On voit dans plusieurs provinces du royaume, & dans quelques cantons de Normandie, surtout, une excellente manière de former, non pas des haies, mais des clôtures qui s’élèvent & deviennent si touffues, que le voyageur ne distingue souvent une habitation ou village même que par son clocher qui s’élève au dessus des arbres. Tout autour de l’héritage que l’on veut enclorre, on élève une butte en terre, d’une à deux toises, & la base est deux tiers plus large que la butte n’est haute. On commence à planter des chêneaux sur l’arrête de la bute, à six pieds de distance les uns des autres : à quelques pieds au-dessous est planté un nouveau rang, un troisième toujours en descendant, enfin le dernier au niveau du sol. Ces arbres plantés près à près sont obligés d’élancer leurs tiges, elles montent droites, & forment une belle quille. Mais, comme insensiblement ces tiges resteroient trop minces & trop fluettes, & qu’il n’y auroit aucune proportion entre le diamètre du tronc & sa hauteur, on coupe par le pied un arbre entre deux. Alors les branches, depuis le pied jusqu’au sommet, ont la liberté de s’étendre & de grossir ; le tronc grossit à proportion, & devient par la suite d’un beau jet. À mesure que ce tronc prend une certaine consistance, la hauteur une fois formée, on diminue & supprime graduellement les branches du bas, qui consommeroient une grande partie de la sève, & affameroient celles du haut, avec une précaution aussi simple qu’ingénieuse. Les propriétaires parviennent à avoir le bois de chauffage nécessaire à la consommation de leur métairie, & d’excellent & de magnifique bois de charpente, lorsque le temps est venu d’abattre ces arbres. Lorsqu’ils ont été coupés par le pied, on est libre de les laisser former par la suite un bon taillis, ou de convertir les pousses en grands arbres en supprimant les surnuméraires. Si on prend la peine d’entrelacer les branches du bas, on a une haie ou clôture qu’aucun animal ni aucun homme ne sauroit franchir ; de pareilles clôtures réussiront toujours très-mal dans les pays où les pluies sont rares & le terrain maigre & naturellement sec.

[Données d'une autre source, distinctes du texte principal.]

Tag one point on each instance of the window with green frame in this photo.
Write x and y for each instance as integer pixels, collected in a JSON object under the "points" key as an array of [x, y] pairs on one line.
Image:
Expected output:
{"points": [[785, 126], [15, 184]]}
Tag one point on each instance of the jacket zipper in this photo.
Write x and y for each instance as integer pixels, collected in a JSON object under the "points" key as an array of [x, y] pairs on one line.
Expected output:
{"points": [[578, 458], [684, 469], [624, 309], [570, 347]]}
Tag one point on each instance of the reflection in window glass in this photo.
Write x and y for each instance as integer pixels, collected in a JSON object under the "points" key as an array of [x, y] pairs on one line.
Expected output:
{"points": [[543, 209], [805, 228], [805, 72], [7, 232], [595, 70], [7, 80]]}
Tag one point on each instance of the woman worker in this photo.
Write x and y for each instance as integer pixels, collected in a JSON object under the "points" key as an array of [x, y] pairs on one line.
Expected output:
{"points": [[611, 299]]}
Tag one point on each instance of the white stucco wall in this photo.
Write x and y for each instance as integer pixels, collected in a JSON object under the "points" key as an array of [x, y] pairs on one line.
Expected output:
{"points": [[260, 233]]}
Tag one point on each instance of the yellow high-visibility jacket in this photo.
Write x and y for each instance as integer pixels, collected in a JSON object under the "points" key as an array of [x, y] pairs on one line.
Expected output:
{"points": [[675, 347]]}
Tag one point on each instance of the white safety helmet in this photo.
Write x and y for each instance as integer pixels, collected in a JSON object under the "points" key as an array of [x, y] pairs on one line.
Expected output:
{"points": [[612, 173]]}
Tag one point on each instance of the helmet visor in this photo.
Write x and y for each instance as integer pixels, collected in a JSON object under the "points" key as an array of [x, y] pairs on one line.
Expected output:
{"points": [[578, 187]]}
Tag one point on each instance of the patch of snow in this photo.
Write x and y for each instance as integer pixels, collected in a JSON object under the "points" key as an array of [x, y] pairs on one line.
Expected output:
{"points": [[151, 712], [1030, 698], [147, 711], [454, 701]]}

Je ne parle pas du cornouiller ou sanguin, du fusain ou bonnet de prêtre, du troëne, du lilas, du seringa, du sécuridace ou émerus, &c. À moins que ces arbres ne soient employés seuls, ils nuisent plus aux haies qu’ils ne sont utiles, ainsi que la rose de gueldres, & les rosiers sauvages.

L’arbre de Judée, le lentisque, le laurier-franc, le laurier-cerise, l’arbousier, le myrte, &c. réussiront à merveilles dans les provinces du midi, si on sait les conduire, ainsi que le laurier-thym.

Section II.

Des Arbres & Arbustes épineux.

Ici, comme sur tous les points de l’agriculture, il faut distinguer ceux qui conviennent aux climats méridionaux ou à ceux du nord. Sans cette précaution, tout ce que l’on écrit devient trop général, & par conséquent à peu près inutile.

§ I. Des Arbres & Arbustes épineux, propres aux Provinces méridionales.

Le plus utile, sans contredit, est le grenadier, (voyez ce mot) soit à fruit acide, soit à fruit doux & vineux, soit à fleur double ; le second est à préférer aux deux autres ; le premier est plus épineux que le second & le troisième. Cet arbre réunit l’avantage de buissonner singulièrement lorsqu’on le veut, & de former des haies impénétrables ; son feuillage & ses jeunes pousses sont respectés par les troupeaux, & il donne des fruits fort recherchés.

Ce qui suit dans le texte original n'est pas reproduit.